Perluasan daerah Islam pada masa itu begitu pesat, menyebar ke seluruh Persia, mulai dari kawaasan timur hingga kawasan barat, Palestina , Mesir, dan Suria. Di bawah ini sekilas kami paparkan bagaimana penaklukan-penaklukan yang menjadi perluasan daerah Islam pada masa pemerintahan Umar bin Khathab.

Ketika para pembangkang di dalam negeri telah di kikis habis oleh Abu Bakar, maka Khalifah Umar menganggap bahwa tugasnya yang pretama ialah meneruskan ekspedisi yang dirintis oleh pendahulunya.[2]

Di zaman Umar, gelombang ekspansi pertama terjadi di ibu kota Syiria, Damaskus, dengan pimpinan panglima Ubaidah Ibnu Jarrah yang juga ditemani oleh Khalid Bin Walid menuju kota-kota di Syam, pasukan Islam mampu menguasai Damaskus, kemudian Fihl, dan Hims, menyusul kemudian Qanisrin, Qaisarah,dan Biqa’ serta Ba’labak. Setelah itu Ajudain dan kota-kota Aljazairah, serta kota-kota lain,[3] dan itu jatuh pada tahun 635M, setahun kemudian seluruh wilayah Suriah jatuh ketangan kaum Muslimin setelah pertempuran hebat di lembah Yarmuk.
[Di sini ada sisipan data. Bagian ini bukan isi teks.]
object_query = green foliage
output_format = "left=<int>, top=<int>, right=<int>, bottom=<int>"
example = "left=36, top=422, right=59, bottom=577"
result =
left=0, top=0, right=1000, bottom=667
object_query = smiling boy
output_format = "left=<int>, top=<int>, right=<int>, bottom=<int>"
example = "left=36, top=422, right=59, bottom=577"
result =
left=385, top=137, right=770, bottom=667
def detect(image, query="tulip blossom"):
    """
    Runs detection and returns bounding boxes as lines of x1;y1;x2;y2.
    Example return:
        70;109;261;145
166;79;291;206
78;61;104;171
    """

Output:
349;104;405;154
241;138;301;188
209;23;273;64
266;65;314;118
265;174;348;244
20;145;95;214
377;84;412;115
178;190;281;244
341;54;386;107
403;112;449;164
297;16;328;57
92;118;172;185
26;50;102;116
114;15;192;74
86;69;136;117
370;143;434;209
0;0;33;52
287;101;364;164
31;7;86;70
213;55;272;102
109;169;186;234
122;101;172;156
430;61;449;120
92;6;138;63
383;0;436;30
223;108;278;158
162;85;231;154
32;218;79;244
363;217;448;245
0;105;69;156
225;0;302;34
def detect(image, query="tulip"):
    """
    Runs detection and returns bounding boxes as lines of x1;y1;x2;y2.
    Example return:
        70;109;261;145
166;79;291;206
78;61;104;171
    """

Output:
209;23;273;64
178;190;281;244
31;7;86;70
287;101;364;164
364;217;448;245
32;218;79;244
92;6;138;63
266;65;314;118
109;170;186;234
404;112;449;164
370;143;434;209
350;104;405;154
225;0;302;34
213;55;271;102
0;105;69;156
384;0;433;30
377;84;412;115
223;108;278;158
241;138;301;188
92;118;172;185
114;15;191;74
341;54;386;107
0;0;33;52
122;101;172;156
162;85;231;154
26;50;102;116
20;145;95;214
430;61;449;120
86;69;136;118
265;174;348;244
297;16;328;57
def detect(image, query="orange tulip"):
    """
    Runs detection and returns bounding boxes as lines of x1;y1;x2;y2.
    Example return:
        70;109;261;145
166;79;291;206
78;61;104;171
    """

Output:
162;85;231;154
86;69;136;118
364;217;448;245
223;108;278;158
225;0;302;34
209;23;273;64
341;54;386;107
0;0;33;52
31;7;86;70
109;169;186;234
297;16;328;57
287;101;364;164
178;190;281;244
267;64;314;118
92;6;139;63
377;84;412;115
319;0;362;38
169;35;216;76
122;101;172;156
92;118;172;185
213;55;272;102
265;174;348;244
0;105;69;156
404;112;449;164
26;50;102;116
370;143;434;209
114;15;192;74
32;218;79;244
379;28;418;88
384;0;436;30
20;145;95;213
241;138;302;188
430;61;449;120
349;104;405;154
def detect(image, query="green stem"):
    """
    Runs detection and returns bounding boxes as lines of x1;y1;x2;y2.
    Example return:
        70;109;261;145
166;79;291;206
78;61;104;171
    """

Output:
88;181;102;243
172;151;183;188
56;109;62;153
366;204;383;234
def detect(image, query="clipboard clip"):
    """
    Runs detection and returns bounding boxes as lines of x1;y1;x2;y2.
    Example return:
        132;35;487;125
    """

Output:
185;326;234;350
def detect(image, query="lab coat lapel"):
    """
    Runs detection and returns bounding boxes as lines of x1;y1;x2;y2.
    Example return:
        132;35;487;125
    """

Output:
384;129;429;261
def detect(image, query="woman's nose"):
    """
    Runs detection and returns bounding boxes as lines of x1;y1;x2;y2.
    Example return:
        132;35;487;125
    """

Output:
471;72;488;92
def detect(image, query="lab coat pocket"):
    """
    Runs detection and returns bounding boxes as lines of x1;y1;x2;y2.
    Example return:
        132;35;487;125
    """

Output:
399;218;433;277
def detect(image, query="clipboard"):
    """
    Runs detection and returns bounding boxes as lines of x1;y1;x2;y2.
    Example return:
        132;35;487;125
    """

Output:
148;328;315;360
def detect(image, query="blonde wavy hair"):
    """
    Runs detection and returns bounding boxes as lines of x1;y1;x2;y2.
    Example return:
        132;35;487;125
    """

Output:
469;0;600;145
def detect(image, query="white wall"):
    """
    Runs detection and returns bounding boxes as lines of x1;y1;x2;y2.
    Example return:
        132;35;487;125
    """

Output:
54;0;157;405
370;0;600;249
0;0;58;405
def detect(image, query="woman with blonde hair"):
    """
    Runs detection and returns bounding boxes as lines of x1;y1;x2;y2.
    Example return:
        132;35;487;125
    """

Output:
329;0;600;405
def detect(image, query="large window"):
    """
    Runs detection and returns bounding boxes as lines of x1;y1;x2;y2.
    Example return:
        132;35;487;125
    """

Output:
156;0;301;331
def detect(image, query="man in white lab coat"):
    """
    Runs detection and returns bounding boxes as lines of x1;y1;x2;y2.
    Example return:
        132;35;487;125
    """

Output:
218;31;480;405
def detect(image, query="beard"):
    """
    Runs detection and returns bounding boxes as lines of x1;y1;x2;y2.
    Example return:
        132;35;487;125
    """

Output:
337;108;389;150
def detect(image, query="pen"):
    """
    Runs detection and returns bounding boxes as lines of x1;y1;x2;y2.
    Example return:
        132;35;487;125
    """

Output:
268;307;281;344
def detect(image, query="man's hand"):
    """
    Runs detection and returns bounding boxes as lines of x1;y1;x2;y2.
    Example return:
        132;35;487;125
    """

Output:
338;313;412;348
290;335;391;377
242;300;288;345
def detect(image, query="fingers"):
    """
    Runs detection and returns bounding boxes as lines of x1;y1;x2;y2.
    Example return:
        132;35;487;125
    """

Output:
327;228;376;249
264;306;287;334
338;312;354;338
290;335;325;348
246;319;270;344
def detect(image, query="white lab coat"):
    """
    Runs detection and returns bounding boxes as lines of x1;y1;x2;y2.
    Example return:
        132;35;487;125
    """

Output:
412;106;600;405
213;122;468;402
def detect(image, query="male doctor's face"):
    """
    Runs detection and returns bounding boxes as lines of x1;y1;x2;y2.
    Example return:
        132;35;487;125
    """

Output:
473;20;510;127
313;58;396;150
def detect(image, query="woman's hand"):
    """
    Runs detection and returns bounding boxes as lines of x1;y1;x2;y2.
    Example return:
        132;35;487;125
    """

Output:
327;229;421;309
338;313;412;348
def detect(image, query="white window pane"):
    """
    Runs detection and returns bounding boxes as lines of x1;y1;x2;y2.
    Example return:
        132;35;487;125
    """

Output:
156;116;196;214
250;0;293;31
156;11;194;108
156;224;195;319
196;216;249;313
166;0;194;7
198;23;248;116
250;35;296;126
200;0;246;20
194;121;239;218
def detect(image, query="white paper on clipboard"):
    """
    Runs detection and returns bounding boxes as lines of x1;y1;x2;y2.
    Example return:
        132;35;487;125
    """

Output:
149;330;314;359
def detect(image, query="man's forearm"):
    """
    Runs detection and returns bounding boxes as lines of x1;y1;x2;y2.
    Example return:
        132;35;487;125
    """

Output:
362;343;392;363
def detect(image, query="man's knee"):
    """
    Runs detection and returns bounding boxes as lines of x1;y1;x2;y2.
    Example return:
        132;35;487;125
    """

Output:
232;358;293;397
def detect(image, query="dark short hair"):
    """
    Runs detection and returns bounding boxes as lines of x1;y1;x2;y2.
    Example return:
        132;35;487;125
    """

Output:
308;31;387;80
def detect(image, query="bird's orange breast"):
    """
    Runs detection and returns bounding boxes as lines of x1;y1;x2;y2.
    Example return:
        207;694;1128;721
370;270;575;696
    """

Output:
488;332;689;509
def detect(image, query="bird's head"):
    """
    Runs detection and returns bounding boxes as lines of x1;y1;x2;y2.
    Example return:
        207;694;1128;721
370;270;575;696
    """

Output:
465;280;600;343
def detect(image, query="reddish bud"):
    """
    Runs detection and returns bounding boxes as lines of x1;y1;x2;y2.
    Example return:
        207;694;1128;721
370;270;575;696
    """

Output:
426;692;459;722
Dari Suriah lasykar kaum Muslimin melanjutkan ke Mesir. Amr Bin Ash meminta izin Khalifah Umar untuk menaklukan wilayah itiu, tetapi Khalifah masih ragu-ragu karena pasukan Islam masih terpencar di beberapa front pertempuran. Akhirnya permintaan dikabulkan juga oleh Khalifah , dengan mengirim 4000 tentara ke Mesir untuk membantu ekspedisi tersebut. Satu persatu kota-kota di Mesir jatuh di tangan muslim, mulai dari Pelusium, Babylon, juga Iskandariiyah sebagai ibu kota Mesir dikepung selama 4 bulan sebelum ditaklukan oleh pasuakan Islam. Mesir ditaklukan pada tahun 641 M.[4]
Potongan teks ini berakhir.